About
Enterprise operations are still held together by emails, spreadsheets, and systems that don’t talk to each other. The gap isn’t model capability — it’s turning messy, exception-heavy workflows into systems that actually run end-to-end.
You’d join a seed-stage team (~35 people, ~50% engineering) building an agentic platform already used by enterprise retail teams. The product runs live workflows across supplier portals, ERPs, inboxes, and internal tools — often without clean APIs or well-defined processes.
You’ll be the first dedicated SRE. Infrastructure exists, but ownership is fragmented.
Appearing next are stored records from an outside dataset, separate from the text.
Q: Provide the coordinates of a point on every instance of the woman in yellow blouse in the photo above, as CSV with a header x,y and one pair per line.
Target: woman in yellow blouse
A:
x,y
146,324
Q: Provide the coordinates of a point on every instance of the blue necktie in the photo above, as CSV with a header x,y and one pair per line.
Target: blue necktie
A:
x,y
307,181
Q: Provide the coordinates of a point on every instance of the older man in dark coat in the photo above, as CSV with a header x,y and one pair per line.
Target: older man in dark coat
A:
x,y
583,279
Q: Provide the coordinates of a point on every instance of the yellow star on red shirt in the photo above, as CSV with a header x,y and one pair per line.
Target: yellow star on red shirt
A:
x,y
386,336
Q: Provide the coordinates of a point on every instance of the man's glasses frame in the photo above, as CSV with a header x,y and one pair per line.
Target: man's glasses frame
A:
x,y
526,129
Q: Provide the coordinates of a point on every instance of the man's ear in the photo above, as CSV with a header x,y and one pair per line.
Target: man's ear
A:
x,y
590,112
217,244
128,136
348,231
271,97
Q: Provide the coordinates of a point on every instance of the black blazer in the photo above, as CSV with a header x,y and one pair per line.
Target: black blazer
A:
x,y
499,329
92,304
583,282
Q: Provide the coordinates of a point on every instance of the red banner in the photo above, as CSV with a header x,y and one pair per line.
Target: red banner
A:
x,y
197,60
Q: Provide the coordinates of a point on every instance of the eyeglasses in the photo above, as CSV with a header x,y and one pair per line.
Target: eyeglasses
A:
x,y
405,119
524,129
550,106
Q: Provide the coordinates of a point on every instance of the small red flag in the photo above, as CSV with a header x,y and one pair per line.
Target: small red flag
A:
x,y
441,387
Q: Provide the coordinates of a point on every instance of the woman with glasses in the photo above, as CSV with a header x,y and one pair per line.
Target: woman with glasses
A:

You take over a live system — Terraform modules, OpenTelemetry pipeline, Prometheus/Grafana — and build the reliability function from first principles.
What you’ll do
- Own platform reliability across infrastructure, observability, and incident response
- Design and improve systems for long-running, unpredictable workloads
- Build monitoring, alerting, and tracing that surfaces issues before customers do
- Lead incident response, root cause analysis, and long-term fixes
- Strengthen security across multi-tenant environments, including isolation and encryption
- Improve infrastructure automation using Terraform, CI/CD, and container orchestration
- Optimise system performance, capacity planning, and cost trade-offs
- Partner with engineers to improve reliability without slowing product velocity
What you’ll need
- Strong experience operating distributed systems in production environments
- Deep understanding of reliability trade-offs: latency, consistency, availability
- Hands-on experience with cloud infrastructure (GCP preferred) and Kubernetes
- Strong observability experience (Prometheus, Grafana, OpenTelemetry or similar)
- Experience with infrastructure as code and automation (Terraform, CI/CD)
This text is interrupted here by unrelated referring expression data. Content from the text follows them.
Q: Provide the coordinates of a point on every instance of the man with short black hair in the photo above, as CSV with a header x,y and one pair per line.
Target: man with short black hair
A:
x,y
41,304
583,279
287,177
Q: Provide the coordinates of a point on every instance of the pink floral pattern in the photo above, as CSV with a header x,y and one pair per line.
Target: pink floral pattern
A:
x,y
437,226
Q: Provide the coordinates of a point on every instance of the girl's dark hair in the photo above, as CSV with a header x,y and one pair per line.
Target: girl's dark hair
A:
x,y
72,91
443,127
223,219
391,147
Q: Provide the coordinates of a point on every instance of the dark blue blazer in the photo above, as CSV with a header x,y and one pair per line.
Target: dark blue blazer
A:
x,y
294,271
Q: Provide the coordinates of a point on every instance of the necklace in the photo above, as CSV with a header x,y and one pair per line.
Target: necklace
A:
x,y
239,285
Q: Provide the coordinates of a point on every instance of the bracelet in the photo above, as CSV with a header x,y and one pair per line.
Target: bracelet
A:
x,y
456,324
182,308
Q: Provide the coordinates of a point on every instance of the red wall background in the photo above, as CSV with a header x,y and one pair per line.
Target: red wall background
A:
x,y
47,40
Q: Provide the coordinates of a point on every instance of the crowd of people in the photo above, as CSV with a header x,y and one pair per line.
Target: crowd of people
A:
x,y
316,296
- Security mindset — comfortable working with sensitive enterprise data and isolation models
- High ownership — you build systems, not just maintain them
Optional Bonus
- Experience with AI/ML systems or LLM-based applications
- Exposure to sandboxed execution or multi-tenant platforms
- Background in product engineering or full-stack systems
Shortlisted candidates will be contacted within 48 hours.